It doesn’t get any clearer than this: Exodus 20:14 says, “Thou shalt not commit adultery.” (KJV) Most, if not all, Christians agree with that commandment. What “real” Christian wouldn’t? However, not long ago, Christianity Today took a survey of 1,000 subscribers and found that 23 percent had engaged in extramarital sex.
According to Focus on the Family, 60 percent of affairs start at work. Fifty six percent of men and 34 percent of women that were involved in affairs described their marriages as happy according to biological anthropologist Helen Fisher. Those are pretty scary statistics, but unless you find yourself in that position, you have no idea how infidelity can affect you.
Many couples describe the sensation that their spouse has been cheating on them to be similar to a bomb going off. Suddenly, everything you thought you knew about your spouse isn’t necessarily true. Some will find themselves saying, “If he’s been cheating on me, then what else hasn’t he told me?” or “She says that it’s over, but how can I be sure?”
Broken trust can be devastating to any relationship, but even more so for the seemingly perfect couple. Some Christians suffer in silence because of guilt or shame. Others run as far away from the marriage as possible. Can a marriage affected by adultery be restored?
To rebuild a broken marriage takes solid commitment in the midst of what at times can be a red hot boiling pot of emotional turmoil, from both partners, says Mike Genung, author of Road to Grace.
For the marriage to find healing, the wife, when she’s ready, (not when she’s been manipulated, guilted or cajoled into it), must come to the place of forgiveness. The husband must build a new foundation of trust and be willing to walk with his wife as she heals. He will have to choose between the marriage and his pride, meaning he has to be willing to allow her the complete freedom to express her rage and hurt without defending what is his indefensible position.
Of course, it is not only men who cheat. Many a husband can find himself in the same situation and in a new state of confusion, especially if he decides to stay and work on his marriage.
During the repair stage, you normalize and stabilize emotions, says Erik Johnson of Family Challenge Ministries.
Rather than filing for divorce, plotting revenge or considering self-harm, it’s best to make no major decisions at this point. Life is distorted when seen through the lens of shattered dreams. Waiting for emotions to level out before making irrevocable judgments is difficult but prudent.
While it is true that God can simply repair a marriage instantly, more often than not, it doesn’t happen that way. God has given us free will and we can choose to change or not. It would be a lot easier if He did all the work for us, but people don’t grow and marriages don’t heal without personal sacrifice.
As each spouse becomes involved in the change process, they can begin to evaluate their love (and their spouse’s love) by their efforts, rather than emotions, says Greg Swenson, Ph.D.
This gives hope, at a time when neither spouse feels they can ever feel the same about the other. An important part of the recovery process is to see the difference between mature love and immature love. Infidelity can be seen as a regression to the excitement and pleasure of “falling in love.”
This beginning phase of marriage is important, but not sufficient for the progression of marriage through more difficult phases.
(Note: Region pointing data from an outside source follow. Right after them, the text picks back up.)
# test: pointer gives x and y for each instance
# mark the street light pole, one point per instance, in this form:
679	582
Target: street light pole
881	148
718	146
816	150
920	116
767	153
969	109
Rather than develop the qualities required for mature love, such as found in 1 Corinthians 13, a person may be tempted to find a new partner, because being in love is less demanding than committed love. The person involved in an extramarital relationship needs to be frequently reminded of the fallacy of comparing an extramarital relationship to a married relationship.
The marriage experience is much more complex. It involves the mundane as well as exposure of the most unattractive aspects of our nature.
Time and time again, although not as often as we would like, we see that marriages can be restored. Unfortunately, it may take a lot longer for the healing to begin than the length of the actual affair.
“It took two years before my wife was able to feel completely at ease when I traveled again,” continues Genung. “My all-out efforts to break free from lust were critical; if I’d have continued to slip with porn or committed adultery again then she would have had no reason for hope, and our marriage would have been over.”